The medical resident told CNN that she envisioned making a difference in the state, especially by specializing in gynecological and obstetrics care.
“I was really excited about the idea that I get to move home with this population that I grew up with — I could make a difference,” she said.
When Roe v. Wade was overturned, Katie’s plans to practice in her native state quickly changed as she witnessed the medical landscape transform there.
“I really felt called, like I felt that was where I could still make the most difference and it was really important to me to continue to pursue obstetrics and gynecology — whatever that might look like,” she said.
“But for my safety and for my ability to really treat my patients, I knew as soon as Idaho started passing laws, criminalizing transportation across state lines and all that sort of thing that it would not be a hospitable place for me to practice medicine. And that you know is sort of heartbreaking, right?” the medical resident added.
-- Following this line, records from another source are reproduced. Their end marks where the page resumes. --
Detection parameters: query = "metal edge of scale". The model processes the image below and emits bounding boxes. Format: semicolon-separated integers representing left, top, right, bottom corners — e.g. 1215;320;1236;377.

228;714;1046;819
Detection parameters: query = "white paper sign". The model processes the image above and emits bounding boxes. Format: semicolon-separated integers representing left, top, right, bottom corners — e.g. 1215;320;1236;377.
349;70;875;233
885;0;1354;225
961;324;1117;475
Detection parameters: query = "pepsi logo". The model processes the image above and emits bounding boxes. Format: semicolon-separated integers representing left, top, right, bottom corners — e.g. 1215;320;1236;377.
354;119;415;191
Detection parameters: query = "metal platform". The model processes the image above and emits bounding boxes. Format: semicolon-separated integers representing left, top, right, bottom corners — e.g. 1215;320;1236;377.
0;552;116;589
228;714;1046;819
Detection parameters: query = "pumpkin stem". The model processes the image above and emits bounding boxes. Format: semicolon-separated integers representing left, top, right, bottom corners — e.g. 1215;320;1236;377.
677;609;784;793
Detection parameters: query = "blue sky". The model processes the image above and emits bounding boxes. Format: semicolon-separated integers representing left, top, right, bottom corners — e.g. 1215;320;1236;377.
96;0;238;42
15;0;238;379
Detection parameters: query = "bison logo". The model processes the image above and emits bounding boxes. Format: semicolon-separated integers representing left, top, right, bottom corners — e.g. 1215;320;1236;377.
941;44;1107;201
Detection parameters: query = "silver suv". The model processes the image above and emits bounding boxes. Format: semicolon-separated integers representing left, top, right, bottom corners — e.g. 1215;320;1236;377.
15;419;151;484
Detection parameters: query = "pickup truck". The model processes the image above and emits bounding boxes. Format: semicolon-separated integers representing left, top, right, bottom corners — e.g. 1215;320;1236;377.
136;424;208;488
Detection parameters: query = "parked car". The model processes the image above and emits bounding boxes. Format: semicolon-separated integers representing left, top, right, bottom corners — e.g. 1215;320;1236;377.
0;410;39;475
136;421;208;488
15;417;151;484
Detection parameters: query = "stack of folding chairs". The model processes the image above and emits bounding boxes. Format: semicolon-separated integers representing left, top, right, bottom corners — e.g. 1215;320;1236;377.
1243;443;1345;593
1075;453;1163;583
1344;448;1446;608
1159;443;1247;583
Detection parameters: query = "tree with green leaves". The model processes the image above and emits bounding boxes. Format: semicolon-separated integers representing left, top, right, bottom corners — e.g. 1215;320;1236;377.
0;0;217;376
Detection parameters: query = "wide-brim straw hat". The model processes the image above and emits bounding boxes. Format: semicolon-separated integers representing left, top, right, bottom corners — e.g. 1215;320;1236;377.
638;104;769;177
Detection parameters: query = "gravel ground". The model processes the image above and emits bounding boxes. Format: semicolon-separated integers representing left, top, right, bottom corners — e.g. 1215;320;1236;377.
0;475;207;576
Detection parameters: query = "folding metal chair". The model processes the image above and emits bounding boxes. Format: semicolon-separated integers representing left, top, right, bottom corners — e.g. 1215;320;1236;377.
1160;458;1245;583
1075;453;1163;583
Idaho made abortions illegal last August — with only two exceptions: if the mother’s life is in danger, and in the case of rape or incest, but only after a police report has been filed and provided to the doctor. Since then, doctors who care for pregnant people and perform abortions have been fleeing the state due to new abortion restrictions.
In April, health care providers sued the state’s attorney general after he wrote in a legal opinion that the state’s abortion ban prohibits medical providers from referring patients out-of-state for abortion services. Gov. Brad Little, a Republican, also approved legislation that makes it much harder for minors in the state to obtain out-of-state abortions without parental consent. The law creates an “abortion trafficking” crime that makes it illegal for adults in the state to assist a minor with obtaining an abortion without informing the pregnant person’s parents or guardians.
Katie hopes that once she finishes her residency in four years, the situation will have evolved, helping her to more easily decide where she could eventually practice.
“I think wherever I practice; it might be Michigan, it might be Washington — I don’t know, it could be anywhere — will really depend on what local politics are and what protections are in place for physicians and patients,” she told CNN.
For the time being, she feels a sense of relief for matching with a program in a state without restrictive abortion laws.
Katie’s decision is on trend with new data which suggests that these restrictions are having an impact on where — and what — future doctors plan to practice.
The number of medical school seniors who applied to residency training programs went down by nearly 2% last year, and applications to programs in states with abortion bans dropped the most, dipping by 3%, according to an analysis in April from the Association of American Medical Colleges.
Interest in the Ob-Gyn specialty took a notable dip, according to the analysis, with applications dropping 5% nationwide and twice as much in states where abortion is banned.